For instructors, the lesson is simple. Standard curriculum handles a lot, but not everything. April is a strong month to attack the blind spots. Brush fire, agricultural rescue, rural response, and other seasonal hazards are where instructors earn their keep. If you serve those environments, do not treat them like side topics. Treat them like local-response realities.
Reframing an Old Idea: Joint Training Is a Compatibility Test
We tend to talk about multi-agency training as a good relationship builder. That is true, but it is not enough. The better way to look at it is this: joint training is a compatibility test. Can departments communicate clearly together? Do they use compatible benchmarks? Do they validate skills the same way? Do they expect the same things from officers and firefighters on the fireground? The Beloit agreement is useful because it frames joint training around skills testing and validation, not just cooperation.

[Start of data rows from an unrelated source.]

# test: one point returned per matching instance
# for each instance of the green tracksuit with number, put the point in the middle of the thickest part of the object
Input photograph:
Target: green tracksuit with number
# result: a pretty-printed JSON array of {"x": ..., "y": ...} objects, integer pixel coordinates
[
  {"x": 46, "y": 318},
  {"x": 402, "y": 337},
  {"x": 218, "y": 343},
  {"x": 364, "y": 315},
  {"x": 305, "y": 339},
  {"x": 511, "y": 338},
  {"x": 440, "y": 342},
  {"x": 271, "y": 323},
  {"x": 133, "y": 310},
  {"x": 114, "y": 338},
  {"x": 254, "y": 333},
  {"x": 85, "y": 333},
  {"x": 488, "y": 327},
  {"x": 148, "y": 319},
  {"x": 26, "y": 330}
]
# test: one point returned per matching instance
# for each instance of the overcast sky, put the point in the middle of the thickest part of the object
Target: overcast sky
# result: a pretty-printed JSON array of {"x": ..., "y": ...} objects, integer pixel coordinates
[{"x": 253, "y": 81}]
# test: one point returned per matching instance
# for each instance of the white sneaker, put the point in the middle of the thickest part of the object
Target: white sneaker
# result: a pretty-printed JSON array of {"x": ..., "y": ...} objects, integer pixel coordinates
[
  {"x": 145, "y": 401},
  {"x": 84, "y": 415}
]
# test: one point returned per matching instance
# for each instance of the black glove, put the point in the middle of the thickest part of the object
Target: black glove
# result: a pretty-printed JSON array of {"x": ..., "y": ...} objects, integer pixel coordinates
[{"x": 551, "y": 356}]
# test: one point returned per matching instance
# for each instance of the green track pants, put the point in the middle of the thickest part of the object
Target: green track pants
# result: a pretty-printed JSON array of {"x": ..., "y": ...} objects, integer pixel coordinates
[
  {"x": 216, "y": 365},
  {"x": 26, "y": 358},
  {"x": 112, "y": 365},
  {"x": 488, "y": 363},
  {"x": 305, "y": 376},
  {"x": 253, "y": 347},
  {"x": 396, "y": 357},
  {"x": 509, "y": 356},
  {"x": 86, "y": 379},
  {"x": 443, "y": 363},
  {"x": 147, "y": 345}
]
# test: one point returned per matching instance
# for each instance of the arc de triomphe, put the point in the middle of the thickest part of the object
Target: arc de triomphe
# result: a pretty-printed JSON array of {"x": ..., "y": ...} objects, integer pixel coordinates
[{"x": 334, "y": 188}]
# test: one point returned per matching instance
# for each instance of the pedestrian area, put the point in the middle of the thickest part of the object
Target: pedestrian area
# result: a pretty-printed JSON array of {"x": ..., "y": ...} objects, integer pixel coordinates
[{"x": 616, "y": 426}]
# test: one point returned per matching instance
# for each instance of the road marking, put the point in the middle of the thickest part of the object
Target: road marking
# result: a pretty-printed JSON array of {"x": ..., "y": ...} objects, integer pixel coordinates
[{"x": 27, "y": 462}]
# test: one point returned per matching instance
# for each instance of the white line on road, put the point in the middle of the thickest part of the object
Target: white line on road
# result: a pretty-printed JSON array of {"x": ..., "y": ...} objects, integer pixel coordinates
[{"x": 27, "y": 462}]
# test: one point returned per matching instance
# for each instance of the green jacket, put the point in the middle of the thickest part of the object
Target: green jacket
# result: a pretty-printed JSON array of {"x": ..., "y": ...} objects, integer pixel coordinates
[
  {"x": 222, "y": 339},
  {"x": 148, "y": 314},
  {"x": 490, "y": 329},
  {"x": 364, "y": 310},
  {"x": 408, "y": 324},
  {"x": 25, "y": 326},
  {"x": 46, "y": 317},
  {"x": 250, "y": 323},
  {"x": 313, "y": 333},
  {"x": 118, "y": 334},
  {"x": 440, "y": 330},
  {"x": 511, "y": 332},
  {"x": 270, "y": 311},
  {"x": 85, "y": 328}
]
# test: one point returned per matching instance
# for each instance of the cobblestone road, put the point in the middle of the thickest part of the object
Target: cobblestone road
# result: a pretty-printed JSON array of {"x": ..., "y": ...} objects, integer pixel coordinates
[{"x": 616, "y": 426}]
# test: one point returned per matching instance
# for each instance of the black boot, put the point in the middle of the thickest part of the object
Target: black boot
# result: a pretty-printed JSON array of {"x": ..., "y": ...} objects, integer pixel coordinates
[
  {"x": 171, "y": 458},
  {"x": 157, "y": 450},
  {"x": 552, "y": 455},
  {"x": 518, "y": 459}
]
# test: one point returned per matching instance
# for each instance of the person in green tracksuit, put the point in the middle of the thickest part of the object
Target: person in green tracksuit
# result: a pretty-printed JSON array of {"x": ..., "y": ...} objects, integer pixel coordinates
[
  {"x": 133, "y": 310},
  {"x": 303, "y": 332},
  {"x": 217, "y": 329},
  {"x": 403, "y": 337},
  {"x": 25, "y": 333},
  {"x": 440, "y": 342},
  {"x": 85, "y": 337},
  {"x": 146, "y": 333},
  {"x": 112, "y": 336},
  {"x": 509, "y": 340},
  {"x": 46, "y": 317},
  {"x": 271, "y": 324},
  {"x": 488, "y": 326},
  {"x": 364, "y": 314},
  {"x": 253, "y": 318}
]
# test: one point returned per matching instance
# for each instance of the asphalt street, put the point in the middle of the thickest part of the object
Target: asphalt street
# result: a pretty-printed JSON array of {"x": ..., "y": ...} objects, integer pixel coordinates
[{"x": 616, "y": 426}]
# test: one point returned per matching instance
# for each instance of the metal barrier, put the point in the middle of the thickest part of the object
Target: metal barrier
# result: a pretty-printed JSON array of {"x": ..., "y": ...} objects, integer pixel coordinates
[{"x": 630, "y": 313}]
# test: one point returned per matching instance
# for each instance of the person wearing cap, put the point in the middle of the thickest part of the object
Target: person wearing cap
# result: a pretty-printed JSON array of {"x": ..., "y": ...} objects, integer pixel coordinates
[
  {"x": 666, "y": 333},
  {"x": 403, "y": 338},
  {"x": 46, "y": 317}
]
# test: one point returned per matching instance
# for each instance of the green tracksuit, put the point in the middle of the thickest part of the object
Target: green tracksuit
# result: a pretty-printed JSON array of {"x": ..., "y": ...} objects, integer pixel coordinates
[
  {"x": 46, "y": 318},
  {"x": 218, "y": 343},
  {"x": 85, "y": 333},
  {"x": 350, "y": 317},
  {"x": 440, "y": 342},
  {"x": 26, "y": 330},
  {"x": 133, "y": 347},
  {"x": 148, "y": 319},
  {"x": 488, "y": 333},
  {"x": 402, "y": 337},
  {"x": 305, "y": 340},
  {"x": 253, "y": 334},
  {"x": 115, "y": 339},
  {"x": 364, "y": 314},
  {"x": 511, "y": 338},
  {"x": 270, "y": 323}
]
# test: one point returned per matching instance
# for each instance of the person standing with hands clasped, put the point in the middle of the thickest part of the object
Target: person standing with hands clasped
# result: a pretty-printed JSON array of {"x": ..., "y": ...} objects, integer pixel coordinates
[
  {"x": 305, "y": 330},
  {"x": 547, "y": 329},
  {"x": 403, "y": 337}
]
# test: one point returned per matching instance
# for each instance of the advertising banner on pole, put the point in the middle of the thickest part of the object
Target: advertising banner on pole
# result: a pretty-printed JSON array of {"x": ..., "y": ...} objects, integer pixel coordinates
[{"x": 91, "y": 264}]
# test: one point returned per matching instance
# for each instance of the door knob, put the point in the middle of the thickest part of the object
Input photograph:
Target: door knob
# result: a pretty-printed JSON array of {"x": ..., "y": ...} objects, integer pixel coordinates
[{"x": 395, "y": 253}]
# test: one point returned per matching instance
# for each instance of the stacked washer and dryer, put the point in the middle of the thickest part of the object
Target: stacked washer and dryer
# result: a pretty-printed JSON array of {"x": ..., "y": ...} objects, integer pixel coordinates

That is a smart reminder for April. If departments are going to work together, then instructors need to stop assuming they already train together well. Test it. Prove it. Fix it before the next real incident does it for you.
Quick Hits
Spring brush and wildland season are here. Build at least one drill this month around seasonal fire behavior, tools, and tactics.
Rural and agricultural rescue training deserves real attention in Wisconsin, especially where manure pits, farm machinery, and confined-space hazards are part of the response area.
Shared-service and multi-agency systems need shared standards, not just shared staffing.
Local grant-supported training expansion is strengthening access in some parts of the state. Watch for partnership opportunities with technical colleges.
If recruiting is a struggle, remember that training quality and onboarding are part of recruitment too. The Wisconsin State Fire Chiefs Association says its FEMA SAFER grant includes statewide recruitment marketing support, free PPE for newly hired recruits, and required health screening during the grant period.
Free NFA and ResponderSafety online training are easy wins between hands-on sessions.
From the Secretary’s Desk
April is a good month to reset expectations. Better weather does not automatically mean better training. That part is still on us. Teach the hazards your people are most likely to miss. Tighten the objective before the drill starts. Use joint training to expose weak spots, not hide them. The season is picking up. Make sure the instruction rises with it.